Regulation of cell-matrix adhesion strength by cytoskeleton re-organization

Upon spreading on an extracellular matrix (ECM), fibroblast cells may create discrete focal adhesion complexes, which intimately connect cytoskeleton actin to the ECM via specialized adhesion molecules and the cell receptor integrin. However, a quantitative relation between this cytoskeleton re-organization and the overall cell-matrix adhesion strength has not been established. Using analytical immuno-fluorescence confocal microscopy and atomic force spectroscopy, we systematically measured the time-dependent density, spatial distribution, molecular composition, and local strength of focal adhesions in Swiss3T3 fibroblasts for various cell-matrix contact times.
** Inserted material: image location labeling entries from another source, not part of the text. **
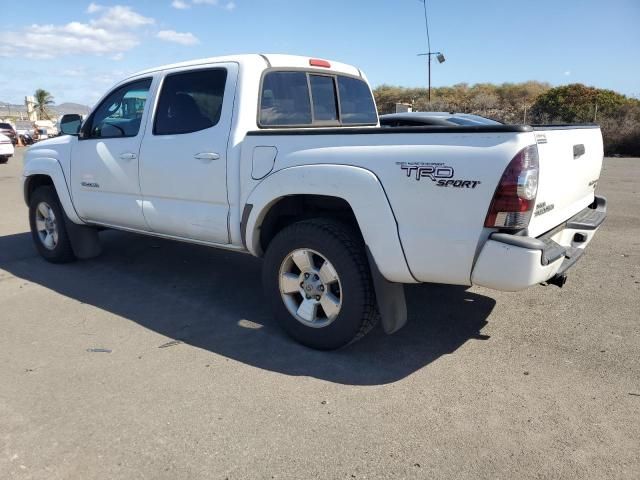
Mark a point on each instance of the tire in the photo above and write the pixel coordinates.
(320, 240)
(57, 249)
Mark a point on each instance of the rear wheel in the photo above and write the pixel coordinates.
(48, 230)
(317, 278)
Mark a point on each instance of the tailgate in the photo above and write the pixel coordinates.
(570, 162)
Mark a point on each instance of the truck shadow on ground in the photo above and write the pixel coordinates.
(212, 299)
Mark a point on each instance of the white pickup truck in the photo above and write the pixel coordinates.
(283, 157)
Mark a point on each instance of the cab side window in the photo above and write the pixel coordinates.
(190, 102)
(120, 114)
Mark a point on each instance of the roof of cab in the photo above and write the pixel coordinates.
(271, 60)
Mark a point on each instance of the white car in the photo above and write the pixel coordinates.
(283, 157)
(6, 148)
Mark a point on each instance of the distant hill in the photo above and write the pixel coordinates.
(16, 110)
(69, 107)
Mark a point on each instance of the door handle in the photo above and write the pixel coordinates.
(206, 156)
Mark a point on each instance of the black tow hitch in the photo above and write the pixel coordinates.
(558, 280)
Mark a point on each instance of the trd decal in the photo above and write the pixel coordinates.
(543, 208)
(439, 173)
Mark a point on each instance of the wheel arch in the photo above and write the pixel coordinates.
(47, 171)
(354, 194)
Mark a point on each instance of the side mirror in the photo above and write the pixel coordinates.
(70, 124)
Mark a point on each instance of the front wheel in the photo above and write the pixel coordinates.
(48, 229)
(318, 281)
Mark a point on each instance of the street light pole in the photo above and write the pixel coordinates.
(426, 24)
(439, 55)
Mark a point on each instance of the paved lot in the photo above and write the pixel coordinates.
(480, 384)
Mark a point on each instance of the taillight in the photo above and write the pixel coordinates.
(515, 197)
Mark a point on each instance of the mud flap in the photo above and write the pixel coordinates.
(84, 240)
(390, 297)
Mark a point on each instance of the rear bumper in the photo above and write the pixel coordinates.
(512, 262)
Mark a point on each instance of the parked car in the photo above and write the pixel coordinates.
(445, 119)
(7, 130)
(6, 148)
(25, 137)
(282, 157)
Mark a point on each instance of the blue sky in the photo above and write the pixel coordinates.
(78, 49)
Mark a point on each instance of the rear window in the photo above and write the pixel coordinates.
(314, 99)
(356, 103)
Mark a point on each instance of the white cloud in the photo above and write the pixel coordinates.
(94, 7)
(226, 5)
(119, 17)
(187, 38)
(180, 4)
(111, 33)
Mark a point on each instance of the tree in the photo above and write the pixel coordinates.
(43, 99)
(577, 103)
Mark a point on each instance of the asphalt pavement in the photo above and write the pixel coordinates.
(160, 360)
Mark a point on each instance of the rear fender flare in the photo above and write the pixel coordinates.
(359, 187)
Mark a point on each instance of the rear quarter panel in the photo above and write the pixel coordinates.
(440, 227)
These parameters were directly compared to the time-dependent extent of spreading and overall adhesion strength of cells to substrates coated with a wide concentration range of the ECM protein fibronectin (FN). We found that at short cell-matrix contact times, for which few vinculin-containing focal adhesions were present, the overall cell-matrix was regulated by FN concentration. For long contact times, however, cell-matrix adhesion strength was high but independent of FN concentration, which instead dramatically increased the number of focal adhesions. Morphometric measurements showed that the extent of cell spreading increased with FN concentration at short contact time and was instead high and constant at long contact time. Together with complementary data on cells that do not express fibronectin, these results question the conventional wisdom that the presence of focal adhesions correlates with firm cell adhesion.